A garden club is an organized group of people with a shared interest in gardening, gardens, and plants. A flower club is a similar group with a focus on flowers.

==History==
The club most commonly recognized as the first and oldest organized garden club in the United States is the Ladies' Garden Club of Athens, Georgia. It started in 1891 with a gathering of twelve women friends who shared plants and plant cuttings. It was formally organized the following year. However, two Massachusetts clubs predate the Athens club: The Floricultural Society (1889), later renamed the Plant Club, and The Garden Street Garden Club, formally organized in Cambridge on March 24, 1879. On January 29, 1889, the Cambridge Plant Club met, drafted by-laws, and elected officers. In 1931, the Massachusetts Horticultural Society honored it as "the first of its kind."

Garden clubs formed in other American communities. The growth of garden clubs was one manifestation of the broader women's club movement of the late 19th and early 20th centuries. In 1913, the first national federation of garden clubs, the Garden Club of America, was established. It was followed in 1929 by the National Council of State Garden Clubs, now National Garden Clubs By the 1930s, local garden clubs had formed in communities throughout the United States. Initially a women's activity, over time the garden club movement also engaged men, leading in 1932 to the establishment of the Men's Garden Clubs of America organization (now The Gardeners of America/Men's Garden Clubs of America).

Garden clubs did not limit themselves to the improvement of members' private gardens. Many clubs took an interest in civic beautification, planting trees along public streets, maintaining flower gardens in public spaces, and campaigning against billboards, which were considered "eyesores". The Garden Club of America began to crusade against billboards in 1919. Highway beautification and roadside improvement were a focus of attention for the Garden Club of Georgia from the time of its founding in 1928. In 1938 the Mississippi state garden club federation combined with the state federation of women's clubs and state roadside improvement council to campaign for state legislation to "get rid of ... unattractive signs and billboards that clutter the roads".

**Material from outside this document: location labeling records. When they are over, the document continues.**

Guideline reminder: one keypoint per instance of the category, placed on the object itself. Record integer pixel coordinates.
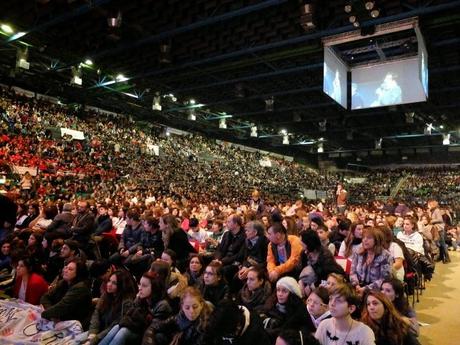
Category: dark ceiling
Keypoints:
(232, 56)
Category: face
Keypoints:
(315, 305)
(69, 272)
(282, 294)
(253, 281)
(388, 290)
(65, 251)
(210, 276)
(112, 284)
(331, 284)
(195, 265)
(145, 288)
(21, 269)
(6, 248)
(32, 240)
(191, 307)
(250, 232)
(339, 306)
(375, 308)
(165, 257)
(323, 235)
(368, 242)
(359, 231)
(407, 226)
(280, 341)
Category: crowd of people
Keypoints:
(201, 244)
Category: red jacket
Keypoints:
(36, 288)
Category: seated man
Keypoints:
(284, 253)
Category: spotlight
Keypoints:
(446, 139)
(375, 13)
(286, 139)
(115, 22)
(7, 29)
(270, 104)
(369, 5)
(156, 105)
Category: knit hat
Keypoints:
(290, 284)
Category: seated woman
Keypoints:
(116, 300)
(352, 243)
(372, 265)
(394, 290)
(318, 305)
(318, 263)
(256, 290)
(29, 286)
(382, 317)
(186, 328)
(286, 310)
(150, 306)
(194, 273)
(214, 287)
(71, 298)
(411, 238)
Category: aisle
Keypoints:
(440, 305)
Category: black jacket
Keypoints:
(230, 250)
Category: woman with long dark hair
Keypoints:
(113, 304)
(383, 318)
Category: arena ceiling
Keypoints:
(233, 57)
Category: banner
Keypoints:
(21, 324)
(75, 134)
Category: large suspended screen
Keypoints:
(391, 83)
(335, 77)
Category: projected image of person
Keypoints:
(388, 93)
(356, 99)
(336, 90)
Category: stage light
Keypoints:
(375, 13)
(446, 139)
(369, 5)
(286, 139)
(156, 105)
(7, 29)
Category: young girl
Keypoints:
(382, 317)
(194, 273)
(134, 323)
(394, 290)
(286, 310)
(317, 305)
(256, 290)
(214, 287)
(186, 328)
(113, 304)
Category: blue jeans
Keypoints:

Many club members engaged in flower arranging as an activity. Clubs sponsored flower shows and club members participated in competitions as contestants and judges. This aspect of the American garden club movement led indirectly to the flower club movement in the United Kingdom in the years after World War II, when Julia Clements and other U.K. women who had observed flower arranging activities in North America returned home and encouraged their countrywomen to engage in similar activities.

==National organizations==
Many local garden clubs in the United States are affiliated with one of three national organizations: the Garden Club of America, the National Garden Clubs (originally the National Council of State Garden Clubs), and The Gardeners of America/Men's Garden Clubs of America. In the United Kingdom, many local flower clubs are affiliated with the National Association of Flower Arrangement Societies. In 2023, the Garden Club of America had 199 member clubs in the U.S. and the National Garden Clubs organization had 4075 member clubs in the U.S.